Furthermore, if the user is allowed to set the predetermined value ΔT ₂ of the increment of the temperature difference ΔT from the reference temperature difference ΔT ₁ mentioned above, the operation can be ended at an arbitrary drying rate at the end of the drying operation. can.

As described above, the present invention realizes a very effective and powerful detection of the end of drying, and is also advantageous in terms of cost, so it is considered to be of great significance.

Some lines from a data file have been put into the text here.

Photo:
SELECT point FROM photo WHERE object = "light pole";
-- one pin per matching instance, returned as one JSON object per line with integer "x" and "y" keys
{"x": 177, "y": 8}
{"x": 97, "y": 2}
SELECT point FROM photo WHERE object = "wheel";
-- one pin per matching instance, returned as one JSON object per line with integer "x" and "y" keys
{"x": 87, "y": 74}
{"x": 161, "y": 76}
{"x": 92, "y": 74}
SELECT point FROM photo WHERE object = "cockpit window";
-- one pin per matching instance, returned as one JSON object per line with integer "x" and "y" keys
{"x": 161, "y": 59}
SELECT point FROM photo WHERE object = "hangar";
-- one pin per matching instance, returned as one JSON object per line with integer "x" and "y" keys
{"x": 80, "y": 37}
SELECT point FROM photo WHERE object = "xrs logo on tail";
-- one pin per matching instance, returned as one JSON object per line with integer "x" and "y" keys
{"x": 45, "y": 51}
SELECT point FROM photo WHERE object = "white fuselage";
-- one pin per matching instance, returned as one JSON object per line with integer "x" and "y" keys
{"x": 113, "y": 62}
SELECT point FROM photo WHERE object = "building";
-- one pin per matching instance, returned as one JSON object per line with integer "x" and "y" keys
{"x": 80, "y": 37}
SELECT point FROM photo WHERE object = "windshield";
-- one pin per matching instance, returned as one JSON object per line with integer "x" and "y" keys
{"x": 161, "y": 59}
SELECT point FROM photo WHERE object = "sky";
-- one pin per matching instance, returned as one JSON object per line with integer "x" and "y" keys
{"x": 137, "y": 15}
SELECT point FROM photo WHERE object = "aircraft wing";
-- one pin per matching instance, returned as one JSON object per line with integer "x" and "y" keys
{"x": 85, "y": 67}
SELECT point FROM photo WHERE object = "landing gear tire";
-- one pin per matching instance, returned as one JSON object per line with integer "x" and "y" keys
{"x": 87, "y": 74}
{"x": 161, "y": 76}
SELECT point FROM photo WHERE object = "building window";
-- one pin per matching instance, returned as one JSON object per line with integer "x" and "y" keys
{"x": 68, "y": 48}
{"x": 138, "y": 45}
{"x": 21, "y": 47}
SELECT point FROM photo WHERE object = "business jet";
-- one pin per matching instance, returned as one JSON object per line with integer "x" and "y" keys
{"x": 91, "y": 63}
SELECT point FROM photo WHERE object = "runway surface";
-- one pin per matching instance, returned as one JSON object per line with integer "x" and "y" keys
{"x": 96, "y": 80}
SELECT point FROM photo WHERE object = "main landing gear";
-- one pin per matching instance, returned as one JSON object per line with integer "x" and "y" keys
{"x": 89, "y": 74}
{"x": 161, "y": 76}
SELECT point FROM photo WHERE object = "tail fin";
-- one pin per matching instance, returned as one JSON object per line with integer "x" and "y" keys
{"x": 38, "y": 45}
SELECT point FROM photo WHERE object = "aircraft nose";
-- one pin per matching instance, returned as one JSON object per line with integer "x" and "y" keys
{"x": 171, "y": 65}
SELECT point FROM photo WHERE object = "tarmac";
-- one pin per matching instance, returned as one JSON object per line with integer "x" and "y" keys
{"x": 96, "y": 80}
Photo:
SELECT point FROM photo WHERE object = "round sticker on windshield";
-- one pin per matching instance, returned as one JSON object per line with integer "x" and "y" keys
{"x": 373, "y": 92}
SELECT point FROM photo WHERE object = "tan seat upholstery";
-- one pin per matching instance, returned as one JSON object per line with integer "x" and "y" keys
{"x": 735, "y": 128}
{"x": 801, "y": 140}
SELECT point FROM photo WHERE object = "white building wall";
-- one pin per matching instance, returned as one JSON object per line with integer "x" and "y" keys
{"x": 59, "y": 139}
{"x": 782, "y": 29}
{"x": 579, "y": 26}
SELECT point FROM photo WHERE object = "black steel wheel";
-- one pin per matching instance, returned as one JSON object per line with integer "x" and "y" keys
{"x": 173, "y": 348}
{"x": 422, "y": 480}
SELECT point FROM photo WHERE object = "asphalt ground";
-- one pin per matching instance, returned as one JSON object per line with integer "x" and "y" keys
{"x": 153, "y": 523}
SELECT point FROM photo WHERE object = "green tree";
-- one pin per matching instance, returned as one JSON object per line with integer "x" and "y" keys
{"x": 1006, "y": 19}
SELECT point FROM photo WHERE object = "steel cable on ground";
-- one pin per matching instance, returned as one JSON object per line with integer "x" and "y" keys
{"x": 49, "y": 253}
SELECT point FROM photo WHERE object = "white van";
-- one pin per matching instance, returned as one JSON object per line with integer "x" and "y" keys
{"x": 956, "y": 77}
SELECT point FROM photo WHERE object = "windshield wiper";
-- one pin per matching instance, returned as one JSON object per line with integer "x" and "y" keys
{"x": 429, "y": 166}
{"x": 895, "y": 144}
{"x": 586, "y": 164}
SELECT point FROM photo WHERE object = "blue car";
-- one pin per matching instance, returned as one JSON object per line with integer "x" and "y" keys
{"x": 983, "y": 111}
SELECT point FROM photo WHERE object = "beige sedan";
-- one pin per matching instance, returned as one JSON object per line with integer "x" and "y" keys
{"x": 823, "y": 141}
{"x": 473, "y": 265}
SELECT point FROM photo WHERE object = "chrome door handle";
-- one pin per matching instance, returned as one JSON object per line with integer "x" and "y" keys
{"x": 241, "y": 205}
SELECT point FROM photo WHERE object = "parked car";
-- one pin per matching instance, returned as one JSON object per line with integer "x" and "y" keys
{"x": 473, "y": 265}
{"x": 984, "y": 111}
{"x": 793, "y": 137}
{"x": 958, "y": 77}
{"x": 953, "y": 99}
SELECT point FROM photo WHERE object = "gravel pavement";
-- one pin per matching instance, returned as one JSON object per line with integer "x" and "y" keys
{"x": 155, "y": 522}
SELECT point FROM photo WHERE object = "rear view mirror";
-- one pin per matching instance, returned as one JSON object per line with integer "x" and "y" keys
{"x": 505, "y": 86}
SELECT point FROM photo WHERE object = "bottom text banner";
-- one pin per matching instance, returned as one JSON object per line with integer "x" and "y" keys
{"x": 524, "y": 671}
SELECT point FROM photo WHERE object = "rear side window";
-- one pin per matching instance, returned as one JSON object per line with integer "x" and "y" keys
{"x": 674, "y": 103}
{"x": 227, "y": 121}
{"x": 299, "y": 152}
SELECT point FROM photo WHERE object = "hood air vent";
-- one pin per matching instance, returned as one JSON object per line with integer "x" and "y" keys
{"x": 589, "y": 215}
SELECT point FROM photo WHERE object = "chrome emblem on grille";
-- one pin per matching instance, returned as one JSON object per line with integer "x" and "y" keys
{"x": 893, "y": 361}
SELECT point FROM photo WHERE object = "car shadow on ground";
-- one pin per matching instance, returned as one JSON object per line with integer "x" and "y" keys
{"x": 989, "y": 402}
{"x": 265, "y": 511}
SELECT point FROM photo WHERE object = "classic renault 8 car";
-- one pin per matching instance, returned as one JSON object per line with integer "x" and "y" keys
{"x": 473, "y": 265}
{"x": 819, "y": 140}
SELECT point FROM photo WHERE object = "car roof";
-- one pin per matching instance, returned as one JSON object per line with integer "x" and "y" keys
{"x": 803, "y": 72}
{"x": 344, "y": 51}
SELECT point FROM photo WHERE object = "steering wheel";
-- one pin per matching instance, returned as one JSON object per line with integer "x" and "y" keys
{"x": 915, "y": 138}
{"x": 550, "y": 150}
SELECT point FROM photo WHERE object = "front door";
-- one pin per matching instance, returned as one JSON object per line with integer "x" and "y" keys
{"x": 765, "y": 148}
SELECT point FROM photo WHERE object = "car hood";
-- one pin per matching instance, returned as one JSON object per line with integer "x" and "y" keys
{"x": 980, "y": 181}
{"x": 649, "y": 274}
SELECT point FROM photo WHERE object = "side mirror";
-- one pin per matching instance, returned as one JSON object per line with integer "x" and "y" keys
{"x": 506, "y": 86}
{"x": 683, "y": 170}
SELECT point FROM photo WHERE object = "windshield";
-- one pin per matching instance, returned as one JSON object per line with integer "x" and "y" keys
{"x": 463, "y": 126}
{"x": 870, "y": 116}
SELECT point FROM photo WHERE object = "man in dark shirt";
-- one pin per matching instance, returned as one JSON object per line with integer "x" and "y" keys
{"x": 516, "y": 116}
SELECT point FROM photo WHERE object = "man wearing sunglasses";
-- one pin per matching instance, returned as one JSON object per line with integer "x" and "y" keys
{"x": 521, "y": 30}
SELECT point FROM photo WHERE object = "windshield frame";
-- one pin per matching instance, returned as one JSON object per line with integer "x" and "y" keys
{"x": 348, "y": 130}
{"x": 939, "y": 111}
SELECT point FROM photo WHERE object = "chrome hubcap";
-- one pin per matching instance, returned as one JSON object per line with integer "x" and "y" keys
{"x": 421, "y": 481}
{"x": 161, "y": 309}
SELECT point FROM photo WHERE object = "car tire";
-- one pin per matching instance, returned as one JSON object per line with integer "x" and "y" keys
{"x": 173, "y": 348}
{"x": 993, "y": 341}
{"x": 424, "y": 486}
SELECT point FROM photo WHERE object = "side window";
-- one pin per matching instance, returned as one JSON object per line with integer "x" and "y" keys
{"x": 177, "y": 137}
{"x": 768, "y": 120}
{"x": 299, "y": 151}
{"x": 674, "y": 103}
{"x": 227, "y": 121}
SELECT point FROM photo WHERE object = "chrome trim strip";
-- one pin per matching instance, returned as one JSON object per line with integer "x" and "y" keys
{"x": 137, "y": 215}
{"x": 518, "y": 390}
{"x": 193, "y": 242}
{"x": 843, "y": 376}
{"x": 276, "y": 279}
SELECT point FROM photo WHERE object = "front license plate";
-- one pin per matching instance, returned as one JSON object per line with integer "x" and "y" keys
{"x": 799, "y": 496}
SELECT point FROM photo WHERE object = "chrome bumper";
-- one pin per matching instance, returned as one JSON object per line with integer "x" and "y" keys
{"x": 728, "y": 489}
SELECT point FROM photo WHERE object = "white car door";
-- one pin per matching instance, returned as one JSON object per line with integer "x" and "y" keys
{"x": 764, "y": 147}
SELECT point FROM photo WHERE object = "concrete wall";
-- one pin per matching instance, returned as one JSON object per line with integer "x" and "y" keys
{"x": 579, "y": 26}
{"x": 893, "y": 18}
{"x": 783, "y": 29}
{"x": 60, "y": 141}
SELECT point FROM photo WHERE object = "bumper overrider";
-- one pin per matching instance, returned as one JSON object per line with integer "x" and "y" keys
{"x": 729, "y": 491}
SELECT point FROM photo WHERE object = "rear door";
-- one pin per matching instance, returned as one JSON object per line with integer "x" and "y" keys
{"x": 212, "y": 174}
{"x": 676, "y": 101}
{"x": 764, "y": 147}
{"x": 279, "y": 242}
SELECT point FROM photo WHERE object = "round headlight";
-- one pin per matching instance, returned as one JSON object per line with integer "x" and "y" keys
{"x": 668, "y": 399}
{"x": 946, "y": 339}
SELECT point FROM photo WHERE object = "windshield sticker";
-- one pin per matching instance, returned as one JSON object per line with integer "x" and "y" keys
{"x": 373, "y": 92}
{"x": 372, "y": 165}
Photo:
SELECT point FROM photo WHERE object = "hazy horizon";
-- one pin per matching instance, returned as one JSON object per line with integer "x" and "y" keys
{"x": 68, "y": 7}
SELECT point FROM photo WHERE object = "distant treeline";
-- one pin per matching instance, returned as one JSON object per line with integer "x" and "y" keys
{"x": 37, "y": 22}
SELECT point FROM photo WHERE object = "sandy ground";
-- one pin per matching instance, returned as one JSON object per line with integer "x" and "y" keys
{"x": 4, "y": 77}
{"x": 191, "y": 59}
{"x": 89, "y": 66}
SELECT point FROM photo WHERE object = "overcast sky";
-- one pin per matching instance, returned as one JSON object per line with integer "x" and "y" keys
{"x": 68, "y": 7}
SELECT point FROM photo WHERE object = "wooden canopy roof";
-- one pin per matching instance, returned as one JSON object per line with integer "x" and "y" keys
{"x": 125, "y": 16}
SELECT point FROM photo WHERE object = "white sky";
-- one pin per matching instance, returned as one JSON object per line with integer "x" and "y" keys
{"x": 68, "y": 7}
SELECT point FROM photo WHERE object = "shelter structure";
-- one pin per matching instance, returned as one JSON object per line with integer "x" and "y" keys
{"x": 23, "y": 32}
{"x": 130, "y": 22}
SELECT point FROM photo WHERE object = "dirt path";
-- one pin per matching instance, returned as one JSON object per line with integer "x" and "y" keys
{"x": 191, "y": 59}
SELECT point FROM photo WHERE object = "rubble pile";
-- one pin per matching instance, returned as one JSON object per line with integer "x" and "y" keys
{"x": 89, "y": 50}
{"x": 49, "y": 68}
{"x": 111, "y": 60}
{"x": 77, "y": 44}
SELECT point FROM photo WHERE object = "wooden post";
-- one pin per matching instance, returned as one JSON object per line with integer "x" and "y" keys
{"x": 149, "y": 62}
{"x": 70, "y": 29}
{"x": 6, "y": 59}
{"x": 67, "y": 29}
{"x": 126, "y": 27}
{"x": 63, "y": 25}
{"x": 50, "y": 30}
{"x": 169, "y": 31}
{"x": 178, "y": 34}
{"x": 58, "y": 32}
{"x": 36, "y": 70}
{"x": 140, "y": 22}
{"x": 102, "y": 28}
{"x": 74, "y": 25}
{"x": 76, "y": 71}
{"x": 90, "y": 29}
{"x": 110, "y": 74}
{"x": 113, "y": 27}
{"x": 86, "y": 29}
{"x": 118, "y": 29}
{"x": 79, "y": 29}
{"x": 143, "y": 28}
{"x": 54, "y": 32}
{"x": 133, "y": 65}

[Brief explanation of the drawing]

Fig. 1 is a basic configuration diagram of the present invention, Fig. 2 is a longitudinal sectional view showing the structure of a specific embodiment thereof, Fig. 3 is an electrical connection diagram regarding the control circuit of the embodiment, and Fig. 4
Figures a, b, and c show the temperature changes of the inflow route and outflow route over time, and the changes in the temperature difference between these, respectively.
FIG. 5 is a graph showing the relationship between (temperature difference) - (reference temperature difference) and drying rate. 1... Heat exchanger, 2... Inflow route, 3... Outflow route, 4, 5... Temperature detector, 6... Air blowing means,
7... Clothes storage, 8... Heater, 9... Drum, 10... Motor, 11... Door, 12... Outlet, 13... Control circuit section, 14... Micro computer, 15, 16 ...conversion section, 17, 18
...actuator.

Claims (1)

[Scope of Claims] 1. A heat exchanger that dehumidifies the highly humid air that has taken moisture from clothing, an inflow path that causes the highly humid air to flow into the heat exchanger, and a heat exchanger that dehumidifies the highly humid air that has been dehumidified by the heat exchanger. In the clothes dryer, a temperature sensor is provided in each of the inflow path and the outflow path, and the inflow path and the outflow path are detected by these temperature sensors. The temperature difference at the time when the time rate of change of the temperature difference reaches a predetermined level or more after reaching the constant rate drying period is stored as a reference temperature difference, and the temperature difference thereafter is lower than the reference temperature difference by a predetermined value. A clothes dryer equipped with a control circuit that stops operation when the clothes dryer becomes too large. 2. The control circuit section determines that the constant rate drying period has been reached when the time rate of change of the temperature difference between the inflow path and the outflow path of the heat exchanger becomes equal to or less than a predetermined value after the start of operation. Clothes dryer as described in section.